Both works were presented in combination at Ballroom Marfa, Texas, in 2020.
Naomi Rincón Gallardo Sonnet of Vermin & The Vermin’s Radio
In Sonnet of Vermin (2022), a legion of unwanted creatures related to the Mesoamerican underworld attempt to syntonise with each other and the dead in the midst of a planetary cataclysm. They seek for a subaltern solidarity and queer relationality as a form of re-existence within the ruins. Sonnet of Vermin was presented at the Mexican pavilion of the Venice Biennale in 2022. In The Vermin’s Radio (2023) created during her residency at iii, The Hague in 2023 the characters of Sonnet of Vermin are further explored as interactive wearable sculptures populating the exhibition space.
Vica Pacheco Mitote & Ollin
Vica Pacheco seeks to create a dialogue between animism, ritual, and technology in her series of works Animacy. Revolving around the whistling vessel, a hydraulic sound instrument that existed in pre-Columbian times throughout Mesoamerica, the series presents a symbiosis between two types of technology: one contemporary, electronic and digital; and the other pre-Columbian, made of mud, fire, air, and water. A collection of ceramic instruments which the artist produced at EKWC form the basis for two new works: the kinetic installation Mitote (2023) and the dance performance Ollin (2023) created with Siet Raeymaekers, Francesca Mariano, and Fernanda Soberón.

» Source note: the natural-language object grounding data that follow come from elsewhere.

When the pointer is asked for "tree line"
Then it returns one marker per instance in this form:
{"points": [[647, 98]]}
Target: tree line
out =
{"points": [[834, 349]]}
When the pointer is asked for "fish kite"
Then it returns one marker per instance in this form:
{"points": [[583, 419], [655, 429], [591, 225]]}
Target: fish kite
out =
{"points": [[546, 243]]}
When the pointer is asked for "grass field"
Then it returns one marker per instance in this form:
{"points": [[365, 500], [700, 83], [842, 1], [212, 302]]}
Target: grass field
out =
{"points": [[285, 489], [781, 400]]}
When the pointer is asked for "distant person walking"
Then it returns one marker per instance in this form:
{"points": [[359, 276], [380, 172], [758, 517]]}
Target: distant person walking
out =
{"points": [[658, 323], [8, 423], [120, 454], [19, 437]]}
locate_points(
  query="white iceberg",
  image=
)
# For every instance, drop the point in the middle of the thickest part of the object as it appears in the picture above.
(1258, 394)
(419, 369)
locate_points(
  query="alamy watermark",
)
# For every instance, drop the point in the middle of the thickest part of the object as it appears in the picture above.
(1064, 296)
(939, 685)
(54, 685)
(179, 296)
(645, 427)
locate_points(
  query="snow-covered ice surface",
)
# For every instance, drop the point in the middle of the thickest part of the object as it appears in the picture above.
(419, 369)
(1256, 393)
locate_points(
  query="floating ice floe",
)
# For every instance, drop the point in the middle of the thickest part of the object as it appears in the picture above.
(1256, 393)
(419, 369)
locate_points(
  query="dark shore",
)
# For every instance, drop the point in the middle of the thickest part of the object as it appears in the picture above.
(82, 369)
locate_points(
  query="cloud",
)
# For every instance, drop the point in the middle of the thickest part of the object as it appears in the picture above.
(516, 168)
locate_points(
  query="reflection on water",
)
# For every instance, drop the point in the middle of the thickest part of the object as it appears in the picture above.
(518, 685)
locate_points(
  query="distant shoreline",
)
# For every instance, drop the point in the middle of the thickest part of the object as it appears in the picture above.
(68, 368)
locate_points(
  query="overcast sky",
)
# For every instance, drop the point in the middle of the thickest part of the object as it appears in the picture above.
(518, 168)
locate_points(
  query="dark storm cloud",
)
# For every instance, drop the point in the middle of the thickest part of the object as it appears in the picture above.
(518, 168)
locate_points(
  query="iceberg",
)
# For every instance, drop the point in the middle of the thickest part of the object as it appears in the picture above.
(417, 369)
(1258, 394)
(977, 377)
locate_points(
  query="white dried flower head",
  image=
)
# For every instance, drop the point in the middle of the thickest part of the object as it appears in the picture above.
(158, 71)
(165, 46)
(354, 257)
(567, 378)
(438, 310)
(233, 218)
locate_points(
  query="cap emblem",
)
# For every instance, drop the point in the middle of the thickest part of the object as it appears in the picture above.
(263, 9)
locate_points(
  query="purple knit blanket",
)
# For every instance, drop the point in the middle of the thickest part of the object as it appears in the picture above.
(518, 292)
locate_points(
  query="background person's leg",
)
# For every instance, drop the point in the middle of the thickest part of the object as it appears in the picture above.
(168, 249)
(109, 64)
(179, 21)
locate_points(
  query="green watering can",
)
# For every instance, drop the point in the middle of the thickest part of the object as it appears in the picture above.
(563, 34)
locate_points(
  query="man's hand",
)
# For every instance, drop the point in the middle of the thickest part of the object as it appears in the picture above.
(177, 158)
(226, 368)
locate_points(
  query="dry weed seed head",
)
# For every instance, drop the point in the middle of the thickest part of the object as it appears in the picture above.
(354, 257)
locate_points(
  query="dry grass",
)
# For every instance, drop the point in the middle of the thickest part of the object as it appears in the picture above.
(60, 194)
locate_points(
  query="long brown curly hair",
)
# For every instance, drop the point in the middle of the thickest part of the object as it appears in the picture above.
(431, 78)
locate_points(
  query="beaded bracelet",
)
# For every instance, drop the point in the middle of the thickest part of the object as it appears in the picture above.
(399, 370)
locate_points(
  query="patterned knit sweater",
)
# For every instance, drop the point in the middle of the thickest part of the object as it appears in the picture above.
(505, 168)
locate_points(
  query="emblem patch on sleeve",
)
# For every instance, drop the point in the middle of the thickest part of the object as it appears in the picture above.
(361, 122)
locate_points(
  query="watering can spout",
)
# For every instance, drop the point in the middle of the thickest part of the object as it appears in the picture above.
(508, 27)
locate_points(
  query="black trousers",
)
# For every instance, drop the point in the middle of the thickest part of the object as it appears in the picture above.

Mitote and Ollin are commissioned by iii in collaboration with Rewire, Amare, Overtoon, STUK, and iMal.
Vivian Caccuri & Thiago Lanis Fantasma Boca (Mouth Ghost)
Fantasma Boca (Mouth Ghost) (2023) is a sound performance where Brazilian artists Vivian Caccuri and Thiago Lanis recreate the soundscape of a tropical forest. Sounds are recreated one by one and birds, insects, water, air, and other beings are simulated by the performers using their lips and mouths only.
Mouth Ghost (Fantasma Boca) is commissioned by iii, The Hague in collaboration with Rewire and Novas Frequências.
The visit of Vivian Caccuri and Thiago Lanis is made possible by the International Visitors Programme of Nieuwe Instituut with support from the Netherlands Ministry of Foreign Affairs.